Intravenous injection of 109Cd-labeled CdCl2 (1 mg/kg) to control rats and rats that had been injected with CdCl2 (0.25 mg/kg) 24 hr earlier showed that there was a decrease in the biliary excretion of 109Cd in the latter group. The 24 hr pretreatment with CdCl2 resulted in induced synthesis of metallothionein in rat liver and kidney. The binding of cadmium to liver tissue was increased and the renal accumulation of cadmium was unaltered on cadmium pretreatment.

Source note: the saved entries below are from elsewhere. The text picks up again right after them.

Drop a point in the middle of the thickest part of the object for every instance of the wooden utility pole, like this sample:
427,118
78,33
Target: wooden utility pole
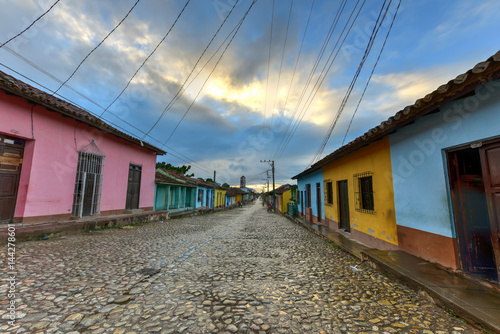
271,162
215,185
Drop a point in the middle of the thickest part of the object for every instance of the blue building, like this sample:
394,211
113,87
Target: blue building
310,195
172,193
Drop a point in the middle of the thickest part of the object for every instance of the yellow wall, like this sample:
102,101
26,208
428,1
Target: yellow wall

Rat liver metallothionein was isolated from rats injected repeatedly with CdCl2. Intravenous injection of cadmium-bound metallothionein gave a different distribution of cadmium in the tissues and biological fluids as compared to injection of CdCl2. A major percentage of cadmium was deposited in the kidney with urinary excretion after injection of rat cadmium-metallothionein to control rats. The biliary excretion of cadmium after cadmium-metallothionein injection was minimal. About 90% of cadmium in the kidney cortex and urine could be recovered as cadmium-thionein in sephadex gel filtration, 3 hr after cadmium-thionein injection.